Brant and Laramie share a very long stare. Finally, Laramie turns back to me. “Come fix the TV.”

“Hold. On.”

Her lips fold in on themselves, and I know she’s getting ready to scream. 

I jump up. “Okay, okay, okay.”

Brant claps me on the back. “I got to get going anyway.”

“No, wait—”

But he doesn’t even let me walk him to the living room. He just squeezes past Laramie and disappears. I glare at her. She glares back. I hate Yellow Number Five.

 

 

 

 

 

 

 

 

WEDNESDAY, JULY 18, 2012

I don’t see Brant until church time tonight, and then he’s too busy with Lauren and the rest of the worship team to talk to me before the service. I sit with Hannah in the side pews, ignoring the steady drumming of Tyler Mathis’ shoes on the bottom of my seat. She used to tell him to stop when he pulled that crap, and for a while his crush even made him listen, but he’s gotten a lot bigger and meaner in the last six months and now nobody but Brant says anything to him. His parents are so old some say he’s adopted, others say he was a surprise. Then there are those who figure his real mother was one of the couple’s older children. They seem like nice enough people, the kind you see on the news trying to explain why they never suspected their little pumpkin would shoot up a school.

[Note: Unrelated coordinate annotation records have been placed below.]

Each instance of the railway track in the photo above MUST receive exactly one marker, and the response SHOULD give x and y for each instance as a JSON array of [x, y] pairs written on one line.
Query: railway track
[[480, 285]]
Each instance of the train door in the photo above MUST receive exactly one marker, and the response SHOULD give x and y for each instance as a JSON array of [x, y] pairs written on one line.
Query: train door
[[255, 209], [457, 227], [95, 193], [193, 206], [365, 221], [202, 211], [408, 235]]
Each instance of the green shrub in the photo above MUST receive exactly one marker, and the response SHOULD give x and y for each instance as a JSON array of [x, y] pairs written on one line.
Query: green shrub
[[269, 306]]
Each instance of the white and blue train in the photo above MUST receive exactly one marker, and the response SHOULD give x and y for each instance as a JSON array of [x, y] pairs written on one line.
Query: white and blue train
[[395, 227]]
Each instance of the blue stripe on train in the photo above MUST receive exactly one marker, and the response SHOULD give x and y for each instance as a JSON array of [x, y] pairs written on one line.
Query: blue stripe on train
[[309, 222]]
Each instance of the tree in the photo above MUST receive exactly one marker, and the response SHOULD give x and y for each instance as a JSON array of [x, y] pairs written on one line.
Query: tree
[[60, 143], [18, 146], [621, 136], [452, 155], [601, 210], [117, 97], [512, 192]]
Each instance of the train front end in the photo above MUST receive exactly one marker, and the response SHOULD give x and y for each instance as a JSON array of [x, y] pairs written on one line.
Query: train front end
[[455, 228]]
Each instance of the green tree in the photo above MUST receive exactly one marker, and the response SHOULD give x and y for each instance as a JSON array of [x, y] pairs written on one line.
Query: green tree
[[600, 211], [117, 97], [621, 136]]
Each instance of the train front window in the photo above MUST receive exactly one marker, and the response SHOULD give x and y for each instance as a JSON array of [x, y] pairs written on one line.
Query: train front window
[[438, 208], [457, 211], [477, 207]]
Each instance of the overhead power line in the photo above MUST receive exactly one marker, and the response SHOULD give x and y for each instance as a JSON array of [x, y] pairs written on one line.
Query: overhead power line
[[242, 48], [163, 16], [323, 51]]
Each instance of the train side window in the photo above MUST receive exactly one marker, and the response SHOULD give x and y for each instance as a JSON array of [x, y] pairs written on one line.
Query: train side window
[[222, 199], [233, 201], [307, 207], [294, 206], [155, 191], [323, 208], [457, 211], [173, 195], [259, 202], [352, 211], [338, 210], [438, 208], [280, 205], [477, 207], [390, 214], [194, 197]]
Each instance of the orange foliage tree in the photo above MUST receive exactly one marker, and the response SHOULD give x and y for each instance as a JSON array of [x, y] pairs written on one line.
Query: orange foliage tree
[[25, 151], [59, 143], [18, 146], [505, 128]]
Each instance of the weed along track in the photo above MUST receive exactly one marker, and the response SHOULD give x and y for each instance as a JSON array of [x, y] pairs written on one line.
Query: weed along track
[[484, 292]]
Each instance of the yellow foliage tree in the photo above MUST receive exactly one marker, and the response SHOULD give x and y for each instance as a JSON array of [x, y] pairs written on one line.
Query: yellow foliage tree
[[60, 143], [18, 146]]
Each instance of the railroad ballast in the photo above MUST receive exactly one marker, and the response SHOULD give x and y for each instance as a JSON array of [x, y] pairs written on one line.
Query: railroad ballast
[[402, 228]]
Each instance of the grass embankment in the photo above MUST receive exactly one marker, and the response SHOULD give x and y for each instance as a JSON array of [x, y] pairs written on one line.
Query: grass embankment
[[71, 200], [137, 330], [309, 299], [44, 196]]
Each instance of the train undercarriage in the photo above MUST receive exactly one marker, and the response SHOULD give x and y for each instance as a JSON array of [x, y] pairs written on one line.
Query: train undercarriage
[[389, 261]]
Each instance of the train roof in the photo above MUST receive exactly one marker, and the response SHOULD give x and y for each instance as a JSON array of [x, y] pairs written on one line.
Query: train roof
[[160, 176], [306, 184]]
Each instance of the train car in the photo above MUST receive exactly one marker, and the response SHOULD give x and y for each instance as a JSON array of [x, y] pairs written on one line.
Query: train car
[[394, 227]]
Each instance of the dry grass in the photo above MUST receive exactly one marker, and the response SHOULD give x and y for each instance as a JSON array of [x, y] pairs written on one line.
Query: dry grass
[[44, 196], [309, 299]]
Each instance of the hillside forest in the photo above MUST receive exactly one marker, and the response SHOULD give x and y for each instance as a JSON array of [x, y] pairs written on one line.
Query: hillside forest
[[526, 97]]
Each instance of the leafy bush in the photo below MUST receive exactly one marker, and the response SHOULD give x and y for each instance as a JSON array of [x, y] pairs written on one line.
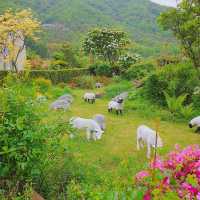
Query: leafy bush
[[43, 84], [125, 61], [57, 76], [85, 82], [175, 80], [138, 71], [28, 145], [117, 88], [176, 177], [100, 70], [56, 92], [22, 142], [176, 105]]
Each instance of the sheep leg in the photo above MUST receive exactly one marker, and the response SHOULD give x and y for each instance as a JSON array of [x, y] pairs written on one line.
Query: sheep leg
[[138, 144], [148, 151], [88, 134]]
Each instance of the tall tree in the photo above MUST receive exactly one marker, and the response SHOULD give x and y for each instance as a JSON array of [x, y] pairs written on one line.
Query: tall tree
[[184, 21], [106, 44], [15, 28]]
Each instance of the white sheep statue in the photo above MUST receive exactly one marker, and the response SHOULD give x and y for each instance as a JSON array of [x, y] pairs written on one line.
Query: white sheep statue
[[100, 119], [89, 97], [116, 105], [148, 136], [195, 122], [93, 130], [67, 97]]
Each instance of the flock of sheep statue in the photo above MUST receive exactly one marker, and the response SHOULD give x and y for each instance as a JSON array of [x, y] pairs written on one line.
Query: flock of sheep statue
[[96, 126]]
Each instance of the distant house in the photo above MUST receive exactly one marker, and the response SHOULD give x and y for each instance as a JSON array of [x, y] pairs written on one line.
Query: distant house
[[5, 63]]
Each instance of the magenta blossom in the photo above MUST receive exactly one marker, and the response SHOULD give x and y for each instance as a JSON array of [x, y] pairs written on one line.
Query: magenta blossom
[[141, 175]]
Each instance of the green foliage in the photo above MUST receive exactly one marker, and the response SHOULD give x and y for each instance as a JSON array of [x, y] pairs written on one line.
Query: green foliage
[[176, 106], [64, 57], [174, 79], [138, 71], [127, 60], [175, 103], [22, 141], [85, 82], [43, 84], [57, 76], [107, 44], [184, 22], [117, 88], [100, 70]]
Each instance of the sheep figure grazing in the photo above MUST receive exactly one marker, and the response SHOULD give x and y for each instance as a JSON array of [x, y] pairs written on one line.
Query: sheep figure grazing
[[116, 105], [195, 122], [89, 97], [100, 119], [148, 136], [92, 128], [67, 97]]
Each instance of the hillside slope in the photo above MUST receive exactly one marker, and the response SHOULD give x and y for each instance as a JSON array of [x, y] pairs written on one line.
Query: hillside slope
[[67, 19]]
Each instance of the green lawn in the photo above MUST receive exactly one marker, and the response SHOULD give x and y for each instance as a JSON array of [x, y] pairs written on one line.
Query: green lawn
[[115, 157]]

Inspired by our new local celebrity, Brother Mackey delivers an unusually calm sermon titled “Whose Lion Is It Anyway?” in which he delves into the theological reasons why God uses lions as symbols for both Himself and Satan in the Scriptures. A lot of folks start nodding off, but I go out of my way to look curious and alert because it’s nice to be reminded that Mackey ain’t all fire and brimstone. He likes studying the Word and sharing his findings the same way Hannah loves explaining the confusing parts of Doctor Who. He’s kind of a nerd, really. That’s why Brant’s parents only pretend to like him. They reckon the Bible is meant to be believed, not understood. If God didn’t want there to be mysteries he’d have spelled everything out clearly. If some parts don’t make sense, He must have put them there on purpose to test our faith. 

The service ends with a lackluster altar call. Brother Mackey leaves the stage looking a little defeated by the congregation’s general lack of interest. His wife greets him with a kiss on the cheek and draws his hand to her enormous belly. I wonder what he’ll do if that baby turns out like me. That knocks my generous feelings down a few notches.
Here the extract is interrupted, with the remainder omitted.